Is this a magic duel or a sword duel? I’m confused.
Now, getting into the meat of this glorious disaster. The film isn’t as technically bad as some of Boll’s previous outings, which isn’t saying much. House of the Dead was a completely bonkers mess, but that is actually a strike against this movie, because at least that one had the decency to be entertaining in its insanity. Here, Boll tries to make an epic with the scope of Peter Jackson’s The Lord of the Rings trilogy, but with a tenth of the budget and even less talent, and he fails on about every level. The scenes that are direct rip-offs from Jackson’s films just make it worse, like watching someone trace a masterpiece and then proudly hang it on the fridge.
Beware of discount orcs!
At two hours, it already feels longer than The Lord of the Rings trilogy combined, mostly because you care about absolutely no one. The characters are paper-thin, the dialogue clunks along like it’s being dragged uphill, and the pacing somehow manages to crawl and sprint at the same time. Then you discover there’s a director’s cut that balloons to an ungodly two hours and forty-two minutes, which feels less like a bonus and more like a threat. When the heroic conclusion finally limps across the finish line, the overwhelming reaction is a tired shrug and the faint realization that it absolutely could have been worse. It almost was.

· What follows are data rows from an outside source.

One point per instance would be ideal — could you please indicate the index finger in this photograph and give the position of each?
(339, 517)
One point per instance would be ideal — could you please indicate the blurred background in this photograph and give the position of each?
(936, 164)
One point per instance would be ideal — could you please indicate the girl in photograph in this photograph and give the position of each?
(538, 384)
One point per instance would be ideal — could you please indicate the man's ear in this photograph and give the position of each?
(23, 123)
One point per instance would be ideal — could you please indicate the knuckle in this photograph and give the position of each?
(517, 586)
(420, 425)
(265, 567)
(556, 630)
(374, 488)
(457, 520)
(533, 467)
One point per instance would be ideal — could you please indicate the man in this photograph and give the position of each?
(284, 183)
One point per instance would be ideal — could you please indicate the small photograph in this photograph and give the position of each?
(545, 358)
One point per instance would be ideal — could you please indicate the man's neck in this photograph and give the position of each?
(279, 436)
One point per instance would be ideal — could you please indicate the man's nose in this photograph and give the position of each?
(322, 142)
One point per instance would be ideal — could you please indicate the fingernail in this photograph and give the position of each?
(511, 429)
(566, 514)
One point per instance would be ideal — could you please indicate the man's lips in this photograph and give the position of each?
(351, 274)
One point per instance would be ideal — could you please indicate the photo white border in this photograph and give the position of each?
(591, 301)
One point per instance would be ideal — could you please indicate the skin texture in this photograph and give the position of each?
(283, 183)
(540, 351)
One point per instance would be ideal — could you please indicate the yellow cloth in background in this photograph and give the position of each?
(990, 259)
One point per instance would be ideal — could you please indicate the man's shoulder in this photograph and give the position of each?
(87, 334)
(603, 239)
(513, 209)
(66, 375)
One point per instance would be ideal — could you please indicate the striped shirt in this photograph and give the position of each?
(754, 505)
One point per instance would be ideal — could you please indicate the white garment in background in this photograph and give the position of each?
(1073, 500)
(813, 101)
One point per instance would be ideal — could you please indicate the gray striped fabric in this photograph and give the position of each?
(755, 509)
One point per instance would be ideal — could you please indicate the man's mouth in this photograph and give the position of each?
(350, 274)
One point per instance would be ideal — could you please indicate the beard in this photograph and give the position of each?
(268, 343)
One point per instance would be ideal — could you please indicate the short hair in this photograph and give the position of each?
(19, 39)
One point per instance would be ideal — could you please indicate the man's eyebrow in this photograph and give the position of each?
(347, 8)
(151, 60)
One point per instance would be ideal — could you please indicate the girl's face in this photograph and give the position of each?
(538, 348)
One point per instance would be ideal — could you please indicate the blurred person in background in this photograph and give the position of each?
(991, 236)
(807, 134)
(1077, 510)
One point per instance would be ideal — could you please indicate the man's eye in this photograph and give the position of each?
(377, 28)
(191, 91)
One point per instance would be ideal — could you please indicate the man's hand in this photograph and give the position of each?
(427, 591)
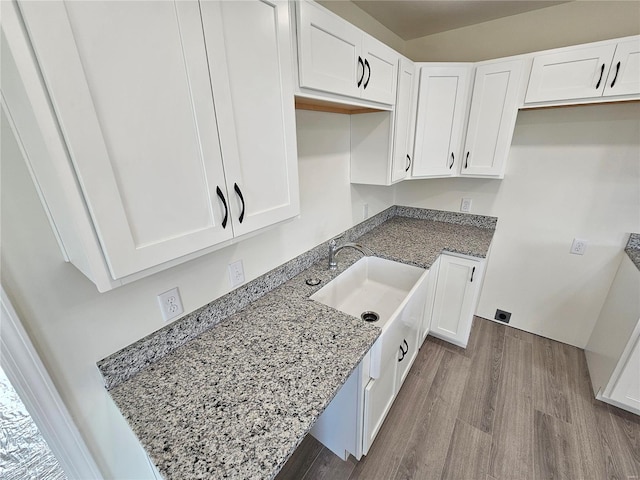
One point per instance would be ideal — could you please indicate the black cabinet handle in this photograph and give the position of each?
(226, 210)
(360, 62)
(600, 79)
(237, 189)
(404, 352)
(615, 77)
(366, 63)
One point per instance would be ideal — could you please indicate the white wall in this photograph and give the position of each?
(571, 172)
(361, 19)
(73, 326)
(561, 25)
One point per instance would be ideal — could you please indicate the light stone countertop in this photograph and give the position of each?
(633, 249)
(236, 401)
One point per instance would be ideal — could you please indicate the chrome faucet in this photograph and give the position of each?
(334, 249)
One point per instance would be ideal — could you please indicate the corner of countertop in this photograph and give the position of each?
(633, 249)
(466, 219)
(127, 362)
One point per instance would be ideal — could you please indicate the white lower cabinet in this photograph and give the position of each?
(173, 148)
(456, 295)
(613, 350)
(352, 420)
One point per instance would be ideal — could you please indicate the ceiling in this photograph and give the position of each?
(411, 19)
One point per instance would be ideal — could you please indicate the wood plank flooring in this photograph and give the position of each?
(511, 406)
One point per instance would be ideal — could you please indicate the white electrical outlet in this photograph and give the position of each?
(170, 304)
(465, 205)
(579, 246)
(236, 273)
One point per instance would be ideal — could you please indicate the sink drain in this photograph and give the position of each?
(370, 316)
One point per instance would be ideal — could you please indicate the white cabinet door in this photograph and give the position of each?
(129, 82)
(627, 386)
(379, 395)
(624, 74)
(401, 147)
(455, 299)
(329, 52)
(492, 119)
(381, 69)
(411, 319)
(442, 107)
(259, 146)
(575, 73)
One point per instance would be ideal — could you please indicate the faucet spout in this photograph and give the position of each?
(334, 249)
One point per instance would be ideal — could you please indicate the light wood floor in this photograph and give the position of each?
(511, 406)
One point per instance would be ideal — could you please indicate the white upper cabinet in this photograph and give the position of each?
(381, 141)
(624, 74)
(443, 100)
(259, 147)
(584, 72)
(338, 58)
(492, 118)
(441, 125)
(178, 119)
(137, 139)
(403, 122)
(380, 71)
(328, 52)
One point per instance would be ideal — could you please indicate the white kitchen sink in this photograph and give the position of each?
(371, 284)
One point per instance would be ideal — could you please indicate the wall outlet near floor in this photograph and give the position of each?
(236, 273)
(170, 304)
(579, 246)
(502, 316)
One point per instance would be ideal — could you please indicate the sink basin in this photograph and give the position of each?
(370, 284)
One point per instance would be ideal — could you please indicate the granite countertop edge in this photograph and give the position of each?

Beware of Cirque du Soleil elves!
Then there’s the cast, which looks impressive on paper and baffling in execution. Jason Statham spends most of the film looking like he’s waiting for someone to yell “cut” so he can go do a better movie. Burt Reynolds seems half-asleep, Ray Liotta chews scenery like it owes him money, and Matthew Lillard dials everything up to eleven for reasons known only to him. The only bright spot is Ron Perlman, who, as always, commits fully, delivering a performance that belongs in a much better film. It’s almost touching, like watching someone show up overdressed to a costume party.
“I’m not just good, I’m bloody Ron Perlman!”
Boll’s track record with video game adaptations is already the stuff of legend, and not the kind anyone brags about at dinner. He has an uncanny ability to take source material with built-in audiences and reshape it into something that satisfies absolutely no one, which is almost impressive in a grim, scientific way. His direction here is flat, his sense of pacing barely qualifies as a pulse, and his understanding of what makes fantasy compelling seems limited to “people in armour hitting each other.” It’s less outright incompetence and more a stubborn refusal to evolve, all wrapped up in a glossy layer of bargain-bin early 2000s CGI that somehow makes everything look cheaper than it already is.
“Assemble the CGI army!”
In conclusion, In the Name of the King is a film that aspires to greatness and lands somewhere in the general vicinity of mediocrity’s basement. It’s not the worst sword-and-sorcery film ever made, but that faint praise feels almost insulting considering the resources thrown at it. If the money had been spent on a good script and handed to a director with actual vision, you might have had something halfway decent. Instead, what you get is a bloated, joyless fantasy that exists mostly as a cautionary tale about what happens when ambition and ability never bother to meet.